Hello DaniWebbers,
So I have been hard at work on a new program that reads in a webpage every X amount of seconds. Once doing so it detects if there has been a change on the webpage, if so, updates a form, and let me know of the change.
Well I have been running into a snag. I recently got a webpage reader class that works perfect for me ... or so I thought. I have recently come to learn that WebBrowser stores a cache of recent visited sites and if it detects the same sight it will access it from the cache (if it hasn't expired).
One of the webpages I have been test this code on, is causing a problem. The webpage will update with new data, but my WebBrowser keeps reading in the old data from it's cache.
Here's my code
namespace ScoreTableDetector_2v2
{
//===================================================================================================================
class readInWebpage_v3 : IDisposable
{
WebBrowser wb;
bool timerTriggered;
//-------------------------------------------------------------------------------------------------------------------
public readInWebpage_v3 ()
{
wb = new WebBrowser();
wb.DocumentCompleted += new WebBrowserDocumentCompletedEventHandler(wb_DocumentCompleted);
timerTriggered = false;
}
//-------------------------------------------------------------------------------------------------------------------
public string downloadedData
{
get;
private set;
}
//-------------------------------------------------------------------------------------------------------------------
public void readIn (Uri webLink, int secs)
{
DateTime timeNow = DateTime.Now;
wb.Navigate(webLink);
//wb.Refresh(WebBrowserRefreshOption.Normal); //DOESN'T fix problem
TimeSpan elapsedTime;
while (wb.ReadyState != WebBrowserReadyState.Complete)
{
elapsedTime = DateTime.Now - timeNow;
if (elapsedTime.Seconds > secs) //This function does indeed work for a timed out (and supports Application.DoEvents() which seems to be needed for wb_DocumentCompleted)
{
timerTriggered = true;
break;
}
Application.DoEvents();
}
if (timerTriggered == false)
{
//downloadedData = wb.Document.Body.InnerHtml; //Added this line, because the final HTML takes a while to show up
//!!!! This seems redundent so hold up on it
if (this.downloadedData.Contains("Navigation to the webpage was canceled")) //The URL lead to an invalid webpage
{
downloadedData = "Invalid Webpage";
}
}
else //timed out
{
wb.Stop();
downloadedData = "Timed Out";
}
//wb.Dispose();
}
//-------------------------------------------------------------------------------------------------------------------
void wb_DocumentCompleted (object sender, WebBrowserDocumentCompletedEventArgs e) //when the webpage has finished loading (read it)
{
WebBrowser webBrows = (WebBrowser) sender;
downloadedData = webBrows.Document.Body.InnerHtml;
}
//-------------------------------------------------------------------------------------------------------------------
public void Dispose () //used for disposing items
{
if (wb != null)
{
wb.Dispose();
wb = null;
}
if (downloadedData != null)
{
downloadedData = "";
}
}
//-------------------------------------------------------------------------------------------------------------------
}
//===================================================================================================================
}
Now I read online about the cache WebBrowser has (actually to be honest at first I guessed it did that, what do you know a lucky guess), and that using the Refresh() command is suppose to force the page to re-read the webpage in it's current state.

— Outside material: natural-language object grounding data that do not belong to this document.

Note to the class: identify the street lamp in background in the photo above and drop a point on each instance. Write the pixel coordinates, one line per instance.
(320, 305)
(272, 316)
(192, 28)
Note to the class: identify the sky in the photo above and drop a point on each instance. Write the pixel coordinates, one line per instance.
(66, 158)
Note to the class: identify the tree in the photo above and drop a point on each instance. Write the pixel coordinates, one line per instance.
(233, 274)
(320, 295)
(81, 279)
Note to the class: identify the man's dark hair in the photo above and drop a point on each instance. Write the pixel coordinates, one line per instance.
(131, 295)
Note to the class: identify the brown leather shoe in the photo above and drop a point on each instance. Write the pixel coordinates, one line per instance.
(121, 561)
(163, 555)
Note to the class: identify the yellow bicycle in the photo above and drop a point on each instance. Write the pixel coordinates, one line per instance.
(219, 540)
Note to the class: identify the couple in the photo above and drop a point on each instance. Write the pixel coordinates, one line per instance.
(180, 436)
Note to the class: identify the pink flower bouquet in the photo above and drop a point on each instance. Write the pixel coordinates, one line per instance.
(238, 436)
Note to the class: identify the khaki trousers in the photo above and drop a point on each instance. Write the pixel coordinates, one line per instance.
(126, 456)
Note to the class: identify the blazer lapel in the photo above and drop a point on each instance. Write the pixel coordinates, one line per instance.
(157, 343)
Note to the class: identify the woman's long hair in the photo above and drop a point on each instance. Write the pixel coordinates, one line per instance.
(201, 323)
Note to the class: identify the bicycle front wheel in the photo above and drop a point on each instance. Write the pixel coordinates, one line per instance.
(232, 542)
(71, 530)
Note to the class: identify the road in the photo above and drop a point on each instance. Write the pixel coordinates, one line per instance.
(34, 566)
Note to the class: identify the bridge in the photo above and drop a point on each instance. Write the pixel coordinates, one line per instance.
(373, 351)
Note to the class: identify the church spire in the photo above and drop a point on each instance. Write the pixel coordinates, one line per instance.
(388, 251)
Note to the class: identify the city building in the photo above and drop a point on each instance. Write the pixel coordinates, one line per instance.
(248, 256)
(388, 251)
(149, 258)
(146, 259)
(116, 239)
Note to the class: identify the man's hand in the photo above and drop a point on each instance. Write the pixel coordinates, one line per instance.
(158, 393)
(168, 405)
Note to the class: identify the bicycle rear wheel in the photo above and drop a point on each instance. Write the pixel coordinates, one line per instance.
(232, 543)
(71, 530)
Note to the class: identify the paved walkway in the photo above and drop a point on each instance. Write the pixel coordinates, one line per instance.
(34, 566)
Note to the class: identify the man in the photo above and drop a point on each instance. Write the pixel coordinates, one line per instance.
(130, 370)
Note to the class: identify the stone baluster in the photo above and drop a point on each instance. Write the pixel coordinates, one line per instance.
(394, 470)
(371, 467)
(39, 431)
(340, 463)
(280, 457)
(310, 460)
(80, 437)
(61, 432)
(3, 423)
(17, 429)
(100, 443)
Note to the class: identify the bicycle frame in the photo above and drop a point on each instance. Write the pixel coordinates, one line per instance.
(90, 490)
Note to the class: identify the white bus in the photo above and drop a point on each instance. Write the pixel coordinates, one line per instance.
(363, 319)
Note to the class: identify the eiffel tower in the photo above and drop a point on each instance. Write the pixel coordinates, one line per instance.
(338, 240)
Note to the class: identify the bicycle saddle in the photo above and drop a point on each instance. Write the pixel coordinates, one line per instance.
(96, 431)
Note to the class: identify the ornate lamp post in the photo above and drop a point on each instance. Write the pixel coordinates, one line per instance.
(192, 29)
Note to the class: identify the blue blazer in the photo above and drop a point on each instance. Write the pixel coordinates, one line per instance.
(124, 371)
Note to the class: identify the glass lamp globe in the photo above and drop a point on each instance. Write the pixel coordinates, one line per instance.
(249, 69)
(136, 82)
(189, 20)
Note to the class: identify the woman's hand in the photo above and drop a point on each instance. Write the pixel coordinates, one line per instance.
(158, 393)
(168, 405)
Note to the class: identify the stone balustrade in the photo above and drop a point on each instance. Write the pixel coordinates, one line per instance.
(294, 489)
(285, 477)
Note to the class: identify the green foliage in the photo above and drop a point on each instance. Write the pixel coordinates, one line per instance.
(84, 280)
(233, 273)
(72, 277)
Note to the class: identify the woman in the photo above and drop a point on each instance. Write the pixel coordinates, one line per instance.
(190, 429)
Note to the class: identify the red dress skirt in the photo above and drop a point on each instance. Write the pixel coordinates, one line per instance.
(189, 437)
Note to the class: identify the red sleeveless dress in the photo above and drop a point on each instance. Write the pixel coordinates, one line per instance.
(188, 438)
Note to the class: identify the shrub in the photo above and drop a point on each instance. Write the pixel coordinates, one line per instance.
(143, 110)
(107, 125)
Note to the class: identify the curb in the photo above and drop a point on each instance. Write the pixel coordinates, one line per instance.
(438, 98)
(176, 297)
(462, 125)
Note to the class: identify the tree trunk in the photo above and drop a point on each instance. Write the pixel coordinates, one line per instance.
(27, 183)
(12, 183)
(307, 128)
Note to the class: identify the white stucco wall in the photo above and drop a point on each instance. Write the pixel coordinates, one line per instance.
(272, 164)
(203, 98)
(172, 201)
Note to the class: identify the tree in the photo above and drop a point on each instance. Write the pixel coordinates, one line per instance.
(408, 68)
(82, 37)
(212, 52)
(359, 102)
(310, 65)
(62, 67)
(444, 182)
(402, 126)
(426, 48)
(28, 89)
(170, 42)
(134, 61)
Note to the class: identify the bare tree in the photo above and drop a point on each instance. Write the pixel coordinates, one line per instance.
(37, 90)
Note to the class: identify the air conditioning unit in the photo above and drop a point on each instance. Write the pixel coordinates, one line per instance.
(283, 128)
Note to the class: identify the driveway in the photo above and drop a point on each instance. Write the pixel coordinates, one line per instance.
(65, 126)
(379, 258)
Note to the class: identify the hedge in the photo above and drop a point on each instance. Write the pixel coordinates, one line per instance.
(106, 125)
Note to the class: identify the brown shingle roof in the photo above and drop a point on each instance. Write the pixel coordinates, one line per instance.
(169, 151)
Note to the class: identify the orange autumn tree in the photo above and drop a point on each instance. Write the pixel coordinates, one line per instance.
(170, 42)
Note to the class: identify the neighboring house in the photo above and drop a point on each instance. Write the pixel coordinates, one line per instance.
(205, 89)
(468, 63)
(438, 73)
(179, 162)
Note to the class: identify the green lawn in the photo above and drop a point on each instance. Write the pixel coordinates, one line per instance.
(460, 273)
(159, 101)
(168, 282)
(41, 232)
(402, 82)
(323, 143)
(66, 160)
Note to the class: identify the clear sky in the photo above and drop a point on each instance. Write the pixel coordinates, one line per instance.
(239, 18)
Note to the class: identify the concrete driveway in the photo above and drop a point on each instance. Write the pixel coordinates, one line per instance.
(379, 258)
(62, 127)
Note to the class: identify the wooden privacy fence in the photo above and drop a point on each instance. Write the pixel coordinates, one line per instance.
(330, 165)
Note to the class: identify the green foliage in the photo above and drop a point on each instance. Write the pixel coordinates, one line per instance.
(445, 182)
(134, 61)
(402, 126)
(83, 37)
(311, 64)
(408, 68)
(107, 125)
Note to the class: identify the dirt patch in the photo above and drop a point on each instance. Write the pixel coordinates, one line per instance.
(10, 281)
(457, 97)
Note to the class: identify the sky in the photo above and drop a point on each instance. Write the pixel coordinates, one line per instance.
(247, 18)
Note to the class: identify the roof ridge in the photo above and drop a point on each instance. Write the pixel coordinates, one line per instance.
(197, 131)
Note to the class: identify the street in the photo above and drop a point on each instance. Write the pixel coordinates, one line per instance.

Well I tried this and no matter what I do I can't get it to work for me. I tried at one point adding in a cold start if() statement. If the class was called the first time the wb.Navigate() would be called and everytime after the wb.Refresh() would be (instead of Navigate). I tried different Refreshes to, not just the commented out one above. But no matter what I tried, when I used the Refresh on its own never called the DocumentCompleted event (which I kind of rely on).
So what I am trying to figure out is how can I force my WebBrowser to constantly gather new data from the webpage and stop relying on the cache?
Oh yeah this is how I call the class
readInData = new readInWebpage_v3();
readInData.readIn(webpageURI, refreshTimer);
//does a bunch of stuff with the data
readInData.Dispose();
That's all tucked into a backgroundWorker_ProgressChanged (I was hoping disposing and recreating the WebBrowser would prove successful but it doesn't). I also know that there are sites this does work fine on, but the site I am on it doesn't and that's what I need it to work for.
Thanks in advance for any help